Can a Jellyfish Unlock the Secret of Immortality?
Really interesting article about a jelly fish t...
Really interesting article about a jelly fish that can basically age both normally and in reverse, making it immortal. However, I was more interested in the lessons we can learn from the people doing the research. For instance:
There are, to begin with, very few specialists in the world committed to conducting the necessary experiments. “Finding really good hydroid experts is very difficult,” says James Carlton, a professor of marine sciences at Williams College and the director of the Williams-Mystic Maritime Studies Program. “You’re lucky to have one or two people in a country.” He cited this as an example of a phenomenon he calls the Small’s Rule: small-bodied organisms are poorly studied relative to larger-bodied organisms. There are significantly more crab experts, for instance, than hydroid experts.

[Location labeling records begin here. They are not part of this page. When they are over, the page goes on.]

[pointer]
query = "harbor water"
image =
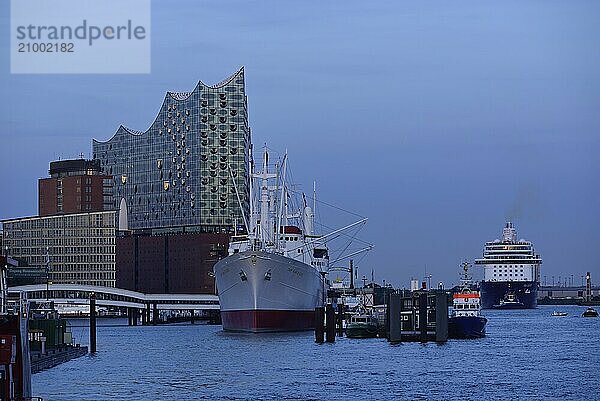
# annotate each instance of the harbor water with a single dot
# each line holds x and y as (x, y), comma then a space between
(527, 354)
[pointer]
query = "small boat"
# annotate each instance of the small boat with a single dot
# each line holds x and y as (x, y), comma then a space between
(362, 325)
(510, 301)
(466, 321)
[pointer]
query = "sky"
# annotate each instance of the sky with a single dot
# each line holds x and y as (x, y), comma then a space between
(438, 121)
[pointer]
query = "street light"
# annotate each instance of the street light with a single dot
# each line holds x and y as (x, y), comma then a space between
(47, 271)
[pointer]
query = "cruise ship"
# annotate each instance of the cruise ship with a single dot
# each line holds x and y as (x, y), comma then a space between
(273, 278)
(511, 272)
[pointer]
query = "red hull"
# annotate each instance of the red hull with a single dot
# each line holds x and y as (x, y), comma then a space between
(261, 321)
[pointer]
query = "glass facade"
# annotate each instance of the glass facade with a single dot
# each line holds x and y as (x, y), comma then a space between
(190, 166)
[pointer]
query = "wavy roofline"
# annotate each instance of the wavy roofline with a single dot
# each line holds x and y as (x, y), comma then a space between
(171, 94)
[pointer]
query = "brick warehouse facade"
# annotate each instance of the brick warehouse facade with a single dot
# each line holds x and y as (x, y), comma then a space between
(171, 264)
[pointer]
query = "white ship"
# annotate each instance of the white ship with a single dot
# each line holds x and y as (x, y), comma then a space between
(511, 272)
(274, 276)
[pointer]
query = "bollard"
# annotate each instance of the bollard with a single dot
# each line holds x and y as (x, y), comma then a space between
(319, 318)
(394, 318)
(423, 317)
(93, 323)
(441, 317)
(340, 320)
(330, 324)
(154, 314)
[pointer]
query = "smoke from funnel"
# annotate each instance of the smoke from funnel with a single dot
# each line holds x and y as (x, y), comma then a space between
(525, 202)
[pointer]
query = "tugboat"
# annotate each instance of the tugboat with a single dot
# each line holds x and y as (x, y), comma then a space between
(466, 320)
(511, 272)
(362, 325)
(15, 368)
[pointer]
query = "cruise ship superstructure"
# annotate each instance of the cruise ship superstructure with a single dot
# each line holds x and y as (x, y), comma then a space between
(273, 278)
(511, 272)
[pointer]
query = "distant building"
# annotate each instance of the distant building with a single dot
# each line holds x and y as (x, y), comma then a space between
(562, 292)
(74, 186)
(78, 248)
(190, 168)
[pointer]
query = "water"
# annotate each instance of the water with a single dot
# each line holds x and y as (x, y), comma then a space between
(526, 355)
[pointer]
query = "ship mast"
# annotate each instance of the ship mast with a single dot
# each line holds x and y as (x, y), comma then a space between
(265, 232)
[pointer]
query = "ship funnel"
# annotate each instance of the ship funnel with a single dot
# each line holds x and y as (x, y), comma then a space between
(309, 221)
(509, 234)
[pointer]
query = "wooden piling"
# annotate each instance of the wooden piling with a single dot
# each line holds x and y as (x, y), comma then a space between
(93, 323)
(319, 329)
(330, 324)
(394, 318)
(154, 314)
(340, 320)
(441, 317)
(423, 317)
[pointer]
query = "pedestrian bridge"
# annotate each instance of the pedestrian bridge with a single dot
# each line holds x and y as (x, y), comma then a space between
(73, 294)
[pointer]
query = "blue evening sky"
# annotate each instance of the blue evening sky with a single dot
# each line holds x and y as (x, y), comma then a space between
(437, 120)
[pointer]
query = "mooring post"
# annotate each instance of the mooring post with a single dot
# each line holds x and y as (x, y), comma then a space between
(330, 324)
(423, 317)
(154, 314)
(441, 316)
(394, 318)
(93, 323)
(319, 320)
(340, 320)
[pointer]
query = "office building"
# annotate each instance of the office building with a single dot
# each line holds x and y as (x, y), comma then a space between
(74, 186)
(190, 168)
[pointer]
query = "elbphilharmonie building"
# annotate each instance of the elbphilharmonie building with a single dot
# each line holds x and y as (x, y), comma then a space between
(190, 168)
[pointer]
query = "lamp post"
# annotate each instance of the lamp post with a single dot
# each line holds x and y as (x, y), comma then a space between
(47, 272)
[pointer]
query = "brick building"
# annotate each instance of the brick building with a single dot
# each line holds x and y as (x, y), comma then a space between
(74, 186)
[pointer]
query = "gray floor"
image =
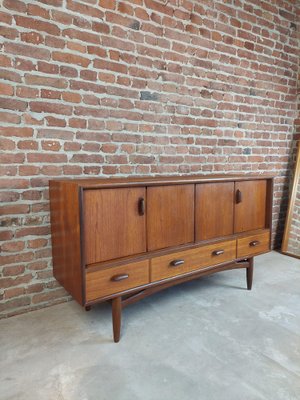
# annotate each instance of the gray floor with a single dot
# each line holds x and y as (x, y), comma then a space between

However, they go on to say:
He was especially impressed by the phylogenetic tree, the taxonomic diagram that Darwin called the Tree of Life. Darwin included one of the earliest examples of a Tree of Life in “On the Origin of Species” — it is the book’s only illustration. Today the outermost twigs and buds of the Tree of Life are occupied by mammals and birds, while at the base of the trunk lie the most primitive phyla — Porifera (sponges), Platyhelminthes (flatworms), Cnidaria (jellyfish).
“The mystery of life is not concealed in the higher animals,” Kubota told me. “It is concealed in the root. And at the root of the Tree of Life is the jellyfish.”
Often times there is more to be learned in “unsexy” parts of your field than in the areas that get the most attention.